I’ve lived in Miami long enough not to freak out when the forecasters say we’re expecting a hurricane. But when Hurricane Irma was on its way last September, I became slightly unhinged. Okay, maybe more than “slightly.” I couldn’t sleep, couldn’t focus, couldn’t do anything remotely useful. I just paced around my condo, nonstop. Finally my husband called my best friend and said, “You have to talk to Jen because she’s behaving like a caged animal.”
“Caged animal” is not how people usually describe me. I like to think I’m pretty zen most times—I meditate and I exercise. And I spend my days urging my colleagues to incorporate more of that into their lives. “Well-being” is in my job title!
So what sent me off the rails?
My husband and I looked for clues, but nothing extraordinary had happened to me in the weeks before the hurricane arrived. I wasn’t under any significant stress. Since we couldn’t figure out what caused it, we couldn’t make it go away. Eventually the storm passed and so did my stress.
And then we realized: the hurricane was the first stressor since a rather extended period of stress that had ended ten months earlier, when I completed my treatment for breast cancer.
I had some unfinished business built up in me, some stress I hadn’t dealt with in the many months of treatment—when I did my best to convey an “I’ve got this” attitude. It was my body, after all, so somehow I felt like I was in control. But the hurricane—I had zero control over that. And I freaked.
My husband hit the nail on the head when he said, “You went through nine months of cancer treatment like a rock star, and that cancer could have killed you. This hurricane is just inconvenient.”

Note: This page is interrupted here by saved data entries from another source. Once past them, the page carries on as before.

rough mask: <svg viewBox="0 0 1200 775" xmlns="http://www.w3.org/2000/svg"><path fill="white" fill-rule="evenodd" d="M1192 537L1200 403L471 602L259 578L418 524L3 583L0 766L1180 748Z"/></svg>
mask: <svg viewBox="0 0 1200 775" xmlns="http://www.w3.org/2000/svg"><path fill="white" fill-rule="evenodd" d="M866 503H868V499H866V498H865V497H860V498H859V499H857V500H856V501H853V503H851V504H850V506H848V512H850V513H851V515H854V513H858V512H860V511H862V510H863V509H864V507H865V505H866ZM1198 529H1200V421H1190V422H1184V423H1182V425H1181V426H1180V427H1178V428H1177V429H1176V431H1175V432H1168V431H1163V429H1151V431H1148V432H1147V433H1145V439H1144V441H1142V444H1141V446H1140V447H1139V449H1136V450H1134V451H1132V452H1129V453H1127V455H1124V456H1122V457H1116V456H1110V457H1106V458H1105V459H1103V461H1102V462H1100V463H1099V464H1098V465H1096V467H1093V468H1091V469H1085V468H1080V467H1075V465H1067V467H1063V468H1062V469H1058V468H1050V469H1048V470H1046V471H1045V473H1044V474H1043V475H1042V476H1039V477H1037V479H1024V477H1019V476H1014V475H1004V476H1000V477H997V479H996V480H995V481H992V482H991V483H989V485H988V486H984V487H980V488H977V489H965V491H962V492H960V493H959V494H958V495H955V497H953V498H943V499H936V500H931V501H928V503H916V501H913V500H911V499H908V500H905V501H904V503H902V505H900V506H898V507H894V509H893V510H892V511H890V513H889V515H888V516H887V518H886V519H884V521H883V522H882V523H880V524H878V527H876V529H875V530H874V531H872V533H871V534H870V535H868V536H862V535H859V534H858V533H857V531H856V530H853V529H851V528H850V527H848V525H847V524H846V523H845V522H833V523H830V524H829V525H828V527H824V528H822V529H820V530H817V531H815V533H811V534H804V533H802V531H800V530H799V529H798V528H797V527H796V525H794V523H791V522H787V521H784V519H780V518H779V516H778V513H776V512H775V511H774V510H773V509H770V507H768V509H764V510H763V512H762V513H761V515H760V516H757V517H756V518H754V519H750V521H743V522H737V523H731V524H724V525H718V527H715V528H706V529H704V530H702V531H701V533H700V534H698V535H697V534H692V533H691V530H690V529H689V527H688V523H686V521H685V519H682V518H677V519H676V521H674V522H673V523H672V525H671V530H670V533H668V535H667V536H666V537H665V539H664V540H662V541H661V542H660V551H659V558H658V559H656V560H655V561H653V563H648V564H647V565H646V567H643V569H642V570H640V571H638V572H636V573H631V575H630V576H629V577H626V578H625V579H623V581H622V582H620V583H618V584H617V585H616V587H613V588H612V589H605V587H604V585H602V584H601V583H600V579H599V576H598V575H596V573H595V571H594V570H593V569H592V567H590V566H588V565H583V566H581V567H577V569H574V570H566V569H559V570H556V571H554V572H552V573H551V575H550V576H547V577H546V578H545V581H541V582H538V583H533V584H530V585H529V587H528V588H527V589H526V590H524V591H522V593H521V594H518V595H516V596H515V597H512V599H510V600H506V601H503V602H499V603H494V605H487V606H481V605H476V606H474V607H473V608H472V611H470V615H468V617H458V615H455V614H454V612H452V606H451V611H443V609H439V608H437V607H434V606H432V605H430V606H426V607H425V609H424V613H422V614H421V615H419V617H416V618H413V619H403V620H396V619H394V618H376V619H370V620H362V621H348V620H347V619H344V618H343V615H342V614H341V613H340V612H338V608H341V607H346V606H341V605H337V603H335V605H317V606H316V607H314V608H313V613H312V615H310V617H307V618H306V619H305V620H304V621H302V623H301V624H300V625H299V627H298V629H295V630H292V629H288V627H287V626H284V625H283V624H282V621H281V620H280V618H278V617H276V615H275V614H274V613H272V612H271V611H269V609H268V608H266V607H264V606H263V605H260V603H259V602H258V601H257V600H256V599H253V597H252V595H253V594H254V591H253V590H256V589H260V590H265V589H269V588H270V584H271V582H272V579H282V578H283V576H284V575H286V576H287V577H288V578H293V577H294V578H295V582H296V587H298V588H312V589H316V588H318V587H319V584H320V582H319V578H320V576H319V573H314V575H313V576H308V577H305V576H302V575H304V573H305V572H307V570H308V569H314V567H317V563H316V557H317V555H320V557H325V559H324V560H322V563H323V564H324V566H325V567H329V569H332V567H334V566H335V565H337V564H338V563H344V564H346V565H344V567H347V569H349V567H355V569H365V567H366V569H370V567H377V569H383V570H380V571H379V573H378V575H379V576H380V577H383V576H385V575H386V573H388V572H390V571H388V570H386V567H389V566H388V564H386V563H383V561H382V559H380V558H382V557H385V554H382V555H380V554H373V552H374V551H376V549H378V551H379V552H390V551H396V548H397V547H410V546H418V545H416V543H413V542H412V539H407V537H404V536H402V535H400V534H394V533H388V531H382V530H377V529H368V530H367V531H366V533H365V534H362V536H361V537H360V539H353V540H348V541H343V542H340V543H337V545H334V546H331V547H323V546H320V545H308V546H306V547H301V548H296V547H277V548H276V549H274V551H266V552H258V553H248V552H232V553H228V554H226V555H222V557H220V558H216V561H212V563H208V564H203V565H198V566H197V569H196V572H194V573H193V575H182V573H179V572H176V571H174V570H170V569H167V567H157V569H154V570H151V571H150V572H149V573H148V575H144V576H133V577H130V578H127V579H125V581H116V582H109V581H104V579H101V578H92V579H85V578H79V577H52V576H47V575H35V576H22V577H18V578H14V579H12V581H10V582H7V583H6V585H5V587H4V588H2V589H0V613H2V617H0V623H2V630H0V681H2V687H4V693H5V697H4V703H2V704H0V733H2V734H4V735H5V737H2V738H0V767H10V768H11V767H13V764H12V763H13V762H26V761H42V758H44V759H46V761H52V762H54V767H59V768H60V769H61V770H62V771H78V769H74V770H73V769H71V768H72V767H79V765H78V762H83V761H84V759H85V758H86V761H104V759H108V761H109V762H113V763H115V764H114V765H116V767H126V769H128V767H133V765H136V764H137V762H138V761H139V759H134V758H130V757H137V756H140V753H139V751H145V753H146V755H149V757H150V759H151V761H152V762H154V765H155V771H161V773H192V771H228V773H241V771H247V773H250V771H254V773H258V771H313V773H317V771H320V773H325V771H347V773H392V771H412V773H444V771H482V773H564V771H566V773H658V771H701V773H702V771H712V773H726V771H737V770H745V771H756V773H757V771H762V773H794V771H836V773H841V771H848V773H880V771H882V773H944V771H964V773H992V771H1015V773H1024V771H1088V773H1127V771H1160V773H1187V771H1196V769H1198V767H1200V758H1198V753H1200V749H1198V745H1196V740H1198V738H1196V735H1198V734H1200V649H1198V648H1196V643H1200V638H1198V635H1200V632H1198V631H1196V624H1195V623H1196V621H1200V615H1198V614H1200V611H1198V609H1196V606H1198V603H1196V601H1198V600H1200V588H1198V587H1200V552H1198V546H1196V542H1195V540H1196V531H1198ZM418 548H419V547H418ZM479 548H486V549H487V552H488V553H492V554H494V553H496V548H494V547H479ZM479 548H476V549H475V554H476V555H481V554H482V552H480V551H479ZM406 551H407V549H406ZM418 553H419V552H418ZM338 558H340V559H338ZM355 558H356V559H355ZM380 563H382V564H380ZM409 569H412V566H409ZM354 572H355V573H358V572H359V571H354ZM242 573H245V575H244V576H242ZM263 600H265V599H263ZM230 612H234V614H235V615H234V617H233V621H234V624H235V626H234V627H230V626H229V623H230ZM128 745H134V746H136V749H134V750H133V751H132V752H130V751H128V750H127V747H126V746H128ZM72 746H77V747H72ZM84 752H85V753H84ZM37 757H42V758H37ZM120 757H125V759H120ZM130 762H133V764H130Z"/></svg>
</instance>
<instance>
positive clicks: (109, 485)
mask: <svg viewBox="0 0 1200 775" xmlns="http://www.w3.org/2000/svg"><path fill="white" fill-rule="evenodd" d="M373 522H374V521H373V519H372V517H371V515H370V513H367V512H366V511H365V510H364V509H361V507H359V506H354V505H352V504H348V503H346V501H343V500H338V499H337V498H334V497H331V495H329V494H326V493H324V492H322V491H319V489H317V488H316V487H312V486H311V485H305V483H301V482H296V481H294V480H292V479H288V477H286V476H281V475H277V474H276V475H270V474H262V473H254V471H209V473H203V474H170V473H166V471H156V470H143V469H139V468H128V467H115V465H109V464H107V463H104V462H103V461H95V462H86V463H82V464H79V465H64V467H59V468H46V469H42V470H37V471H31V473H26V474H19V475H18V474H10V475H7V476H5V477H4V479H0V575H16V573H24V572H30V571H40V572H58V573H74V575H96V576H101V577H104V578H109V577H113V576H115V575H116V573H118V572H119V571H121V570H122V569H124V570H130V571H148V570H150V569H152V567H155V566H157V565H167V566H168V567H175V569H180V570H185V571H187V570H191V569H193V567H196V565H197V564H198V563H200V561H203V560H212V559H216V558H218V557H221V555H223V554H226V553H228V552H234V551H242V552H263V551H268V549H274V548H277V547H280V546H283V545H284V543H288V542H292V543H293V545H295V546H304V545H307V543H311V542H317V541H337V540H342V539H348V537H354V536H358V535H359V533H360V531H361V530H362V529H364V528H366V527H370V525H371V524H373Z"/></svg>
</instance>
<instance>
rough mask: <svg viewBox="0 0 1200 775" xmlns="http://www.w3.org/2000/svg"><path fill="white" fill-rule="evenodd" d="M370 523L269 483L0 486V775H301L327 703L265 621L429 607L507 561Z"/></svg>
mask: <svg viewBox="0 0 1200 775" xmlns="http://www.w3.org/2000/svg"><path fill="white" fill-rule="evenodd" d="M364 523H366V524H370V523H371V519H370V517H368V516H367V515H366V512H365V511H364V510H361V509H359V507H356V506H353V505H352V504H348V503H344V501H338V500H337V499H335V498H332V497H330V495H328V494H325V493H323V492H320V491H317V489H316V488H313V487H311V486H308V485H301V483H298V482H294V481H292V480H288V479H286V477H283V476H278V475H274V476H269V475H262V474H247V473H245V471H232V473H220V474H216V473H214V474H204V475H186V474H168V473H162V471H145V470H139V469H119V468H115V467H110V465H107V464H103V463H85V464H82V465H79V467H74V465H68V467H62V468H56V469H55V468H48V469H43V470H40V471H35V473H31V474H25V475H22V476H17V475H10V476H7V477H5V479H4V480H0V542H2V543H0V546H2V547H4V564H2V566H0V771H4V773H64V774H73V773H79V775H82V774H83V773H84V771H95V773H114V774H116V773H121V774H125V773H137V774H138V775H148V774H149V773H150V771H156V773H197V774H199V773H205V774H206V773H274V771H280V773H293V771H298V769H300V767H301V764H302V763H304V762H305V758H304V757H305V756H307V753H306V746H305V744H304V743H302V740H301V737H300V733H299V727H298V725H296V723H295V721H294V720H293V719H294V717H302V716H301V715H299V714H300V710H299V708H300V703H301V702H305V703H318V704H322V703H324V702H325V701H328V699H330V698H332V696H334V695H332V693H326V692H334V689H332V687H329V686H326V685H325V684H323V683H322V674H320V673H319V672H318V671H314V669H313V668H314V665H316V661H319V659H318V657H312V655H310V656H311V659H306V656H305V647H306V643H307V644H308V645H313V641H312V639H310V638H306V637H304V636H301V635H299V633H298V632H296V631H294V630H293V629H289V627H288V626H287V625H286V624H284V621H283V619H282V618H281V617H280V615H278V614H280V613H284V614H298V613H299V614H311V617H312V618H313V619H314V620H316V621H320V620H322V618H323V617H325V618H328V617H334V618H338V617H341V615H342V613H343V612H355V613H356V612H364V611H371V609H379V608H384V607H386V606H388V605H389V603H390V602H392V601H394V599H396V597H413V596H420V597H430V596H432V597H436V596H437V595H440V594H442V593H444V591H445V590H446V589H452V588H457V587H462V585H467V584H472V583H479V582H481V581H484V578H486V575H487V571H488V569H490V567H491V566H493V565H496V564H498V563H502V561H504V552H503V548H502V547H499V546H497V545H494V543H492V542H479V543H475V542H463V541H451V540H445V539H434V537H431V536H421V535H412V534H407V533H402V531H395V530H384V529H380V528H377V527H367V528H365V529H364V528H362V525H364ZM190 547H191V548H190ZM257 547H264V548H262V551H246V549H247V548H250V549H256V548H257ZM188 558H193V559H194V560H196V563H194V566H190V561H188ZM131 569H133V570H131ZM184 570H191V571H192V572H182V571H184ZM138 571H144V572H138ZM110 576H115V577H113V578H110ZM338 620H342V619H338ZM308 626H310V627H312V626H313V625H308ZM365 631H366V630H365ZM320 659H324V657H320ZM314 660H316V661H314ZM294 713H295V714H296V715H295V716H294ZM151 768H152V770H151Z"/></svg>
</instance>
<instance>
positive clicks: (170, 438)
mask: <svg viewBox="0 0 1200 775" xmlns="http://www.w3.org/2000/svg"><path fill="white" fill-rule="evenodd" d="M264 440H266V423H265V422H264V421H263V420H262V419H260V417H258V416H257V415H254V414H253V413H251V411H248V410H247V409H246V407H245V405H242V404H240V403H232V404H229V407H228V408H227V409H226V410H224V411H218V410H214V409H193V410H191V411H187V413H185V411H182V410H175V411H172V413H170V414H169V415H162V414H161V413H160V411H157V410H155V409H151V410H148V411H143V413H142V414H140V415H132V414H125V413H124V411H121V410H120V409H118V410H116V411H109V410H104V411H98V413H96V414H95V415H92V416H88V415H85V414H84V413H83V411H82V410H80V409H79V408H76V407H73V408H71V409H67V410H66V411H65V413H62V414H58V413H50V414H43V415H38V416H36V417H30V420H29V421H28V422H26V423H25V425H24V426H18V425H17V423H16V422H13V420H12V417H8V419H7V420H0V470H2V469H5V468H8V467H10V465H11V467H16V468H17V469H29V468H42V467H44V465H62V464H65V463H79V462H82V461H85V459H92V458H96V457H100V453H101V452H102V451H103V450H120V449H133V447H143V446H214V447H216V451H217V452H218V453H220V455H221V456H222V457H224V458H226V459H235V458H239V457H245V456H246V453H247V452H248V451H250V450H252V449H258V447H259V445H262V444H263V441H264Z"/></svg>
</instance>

Yep, my response made absolutely no sense. Except if you know about something scientists call the Region Beta Paradox.
I discovered it post-hurricane when I was searching for explanations. When bad things happen, they cross a threshold and trigger mechanisms that help us cope. But the smaller stressors often don’t push us over that threshold. For instance, you can cope with delivering a very important project for a high-profile client, but when your local coffee shop messes up your latte order, you blow up.

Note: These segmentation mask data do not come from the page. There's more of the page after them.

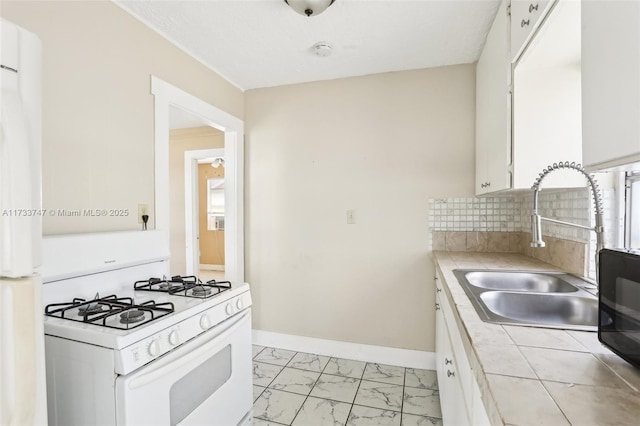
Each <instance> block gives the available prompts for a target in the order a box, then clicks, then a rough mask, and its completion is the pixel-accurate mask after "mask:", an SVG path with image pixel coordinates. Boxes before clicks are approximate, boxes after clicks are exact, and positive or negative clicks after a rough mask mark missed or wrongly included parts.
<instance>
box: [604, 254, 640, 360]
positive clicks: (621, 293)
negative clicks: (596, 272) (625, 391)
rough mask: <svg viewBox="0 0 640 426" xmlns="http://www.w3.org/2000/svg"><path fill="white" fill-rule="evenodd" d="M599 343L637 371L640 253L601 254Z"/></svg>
mask: <svg viewBox="0 0 640 426" xmlns="http://www.w3.org/2000/svg"><path fill="white" fill-rule="evenodd" d="M599 257H600V268H599V269H600V272H599V280H598V282H599V287H600V289H599V290H600V293H599V303H598V305H599V318H598V340H600V342H602V343H603V344H604V345H606V346H607V347H608V348H609V349H611V350H612V351H613V352H615V353H616V354H618V355H619V356H620V357H622V358H623V359H625V360H626V361H627V362H629V363H631V364H633V365H635V366H636V367H640V250H627V249H603V250H601V251H600V254H599Z"/></svg>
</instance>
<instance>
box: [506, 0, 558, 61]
mask: <svg viewBox="0 0 640 426" xmlns="http://www.w3.org/2000/svg"><path fill="white" fill-rule="evenodd" d="M550 3H551V2H550V1H549V0H511V61H512V62H515V61H516V59H518V57H519V56H520V54H521V53H522V51H523V50H524V48H525V46H526V45H527V43H528V41H529V39H530V38H531V35H532V34H533V32H534V30H535V29H536V28H537V27H538V25H539V24H540V21H541V20H542V18H543V17H544V15H545V12H546V9H547V7H548V6H549V5H550Z"/></svg>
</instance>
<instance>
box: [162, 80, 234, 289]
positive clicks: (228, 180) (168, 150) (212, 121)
mask: <svg viewBox="0 0 640 426" xmlns="http://www.w3.org/2000/svg"><path fill="white" fill-rule="evenodd" d="M151 93H152V94H153V95H154V106H155V108H154V116H155V216H156V217H155V228H156V229H159V230H163V231H165V232H166V233H167V238H168V239H169V241H170V243H171V238H172V235H171V232H170V229H171V227H170V223H171V222H170V220H171V218H170V216H171V215H170V200H169V199H170V194H169V187H170V182H169V170H168V165H169V118H170V110H171V108H172V107H174V108H178V109H180V110H182V111H185V112H188V113H189V114H191V115H193V116H194V117H196V118H197V119H199V120H201V121H202V122H203V123H205V124H206V125H208V126H210V127H213V128H215V129H218V130H220V131H222V132H223V133H224V158H225V184H224V197H225V214H224V217H225V221H224V222H225V223H224V226H225V243H224V254H225V279H226V280H229V281H231V282H232V283H236V282H237V283H242V282H244V241H243V239H244V233H243V224H244V218H243V214H244V211H243V162H244V122H243V121H242V120H240V119H238V118H236V117H234V116H232V115H230V114H228V113H226V112H224V111H222V110H220V109H218V108H216V107H214V106H212V105H210V104H208V103H206V102H204V101H202V100H201V99H199V98H197V97H195V96H193V95H191V94H189V93H187V92H184V91H183V90H181V89H178V88H177V87H175V86H172V85H171V84H169V83H166V82H165V81H163V80H161V79H159V78H157V77H155V76H152V77H151ZM173 238H175V237H173ZM196 260H197V258H196ZM192 265H193V264H192ZM192 268H193V269H197V268H196V267H195V266H192ZM169 272H170V273H171V274H184V273H185V271H169Z"/></svg>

We can’t always prevent those explosions before they happen. But what we can do is try to understand why we do it, and be more forgiving to ourselves and others.

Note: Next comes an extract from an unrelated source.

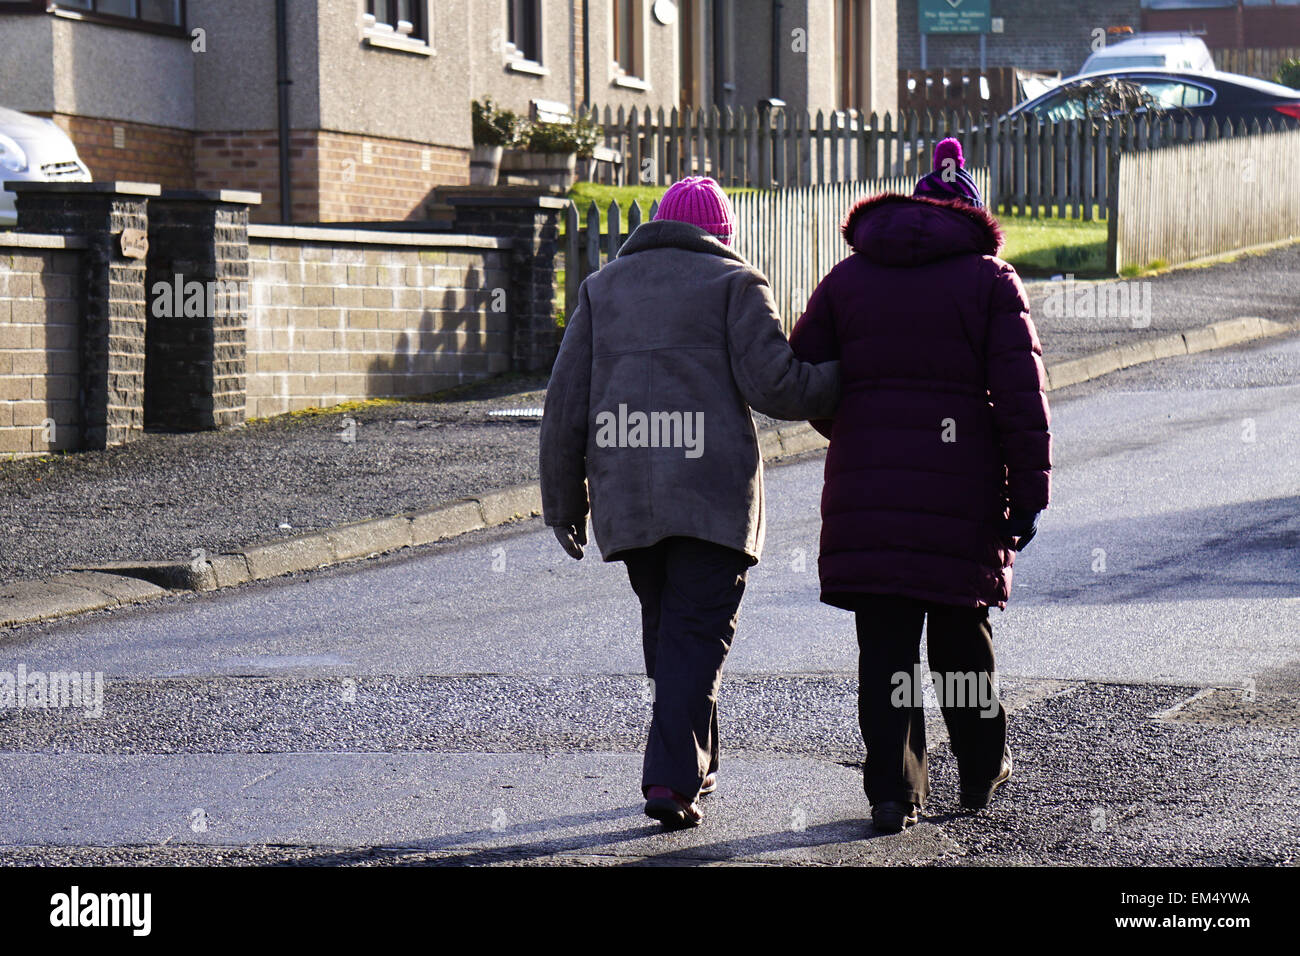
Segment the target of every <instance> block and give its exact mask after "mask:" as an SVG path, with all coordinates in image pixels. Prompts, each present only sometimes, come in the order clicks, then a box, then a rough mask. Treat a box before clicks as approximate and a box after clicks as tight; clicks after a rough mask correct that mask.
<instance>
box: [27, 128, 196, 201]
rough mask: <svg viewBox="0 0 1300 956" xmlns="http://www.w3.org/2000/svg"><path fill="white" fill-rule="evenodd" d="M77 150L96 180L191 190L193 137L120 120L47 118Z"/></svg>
mask: <svg viewBox="0 0 1300 956" xmlns="http://www.w3.org/2000/svg"><path fill="white" fill-rule="evenodd" d="M45 116H49V118H52V120H53V121H55V124H57V125H59V126H60V127H61V129H62V130H64V133H66V134H68V137H69V138H70V139H72V140H73V143H74V144H75V146H77V152H78V153H79V155H81V157H82V161H85V163H86V165H87V166H90V172H91V176H94V177H95V178H96V179H103V181H105V182H109V181H114V179H116V181H122V182H156V183H160V185H161V186H164V187H165V189H194V134H192V133H190V131H188V130H174V129H168V127H166V126H149V125H147V124H142V122H126V121H123V120H99V118H95V117H90V116H73V114H69V113H52V114H49V113H47V114H45Z"/></svg>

That was the lesson that I learned. Just because I had battled cancer doesn’t mean that I am immune to smaller stressors. And I shouldn’t give myself a hard time for “sweating the small stuff”.
So when you see someone blow up at a barista because their coffee order is wrong, remember that stress does not follow rules, and our response to it isn’t always rational. So be gentle with yourself—and with the people in your life, too.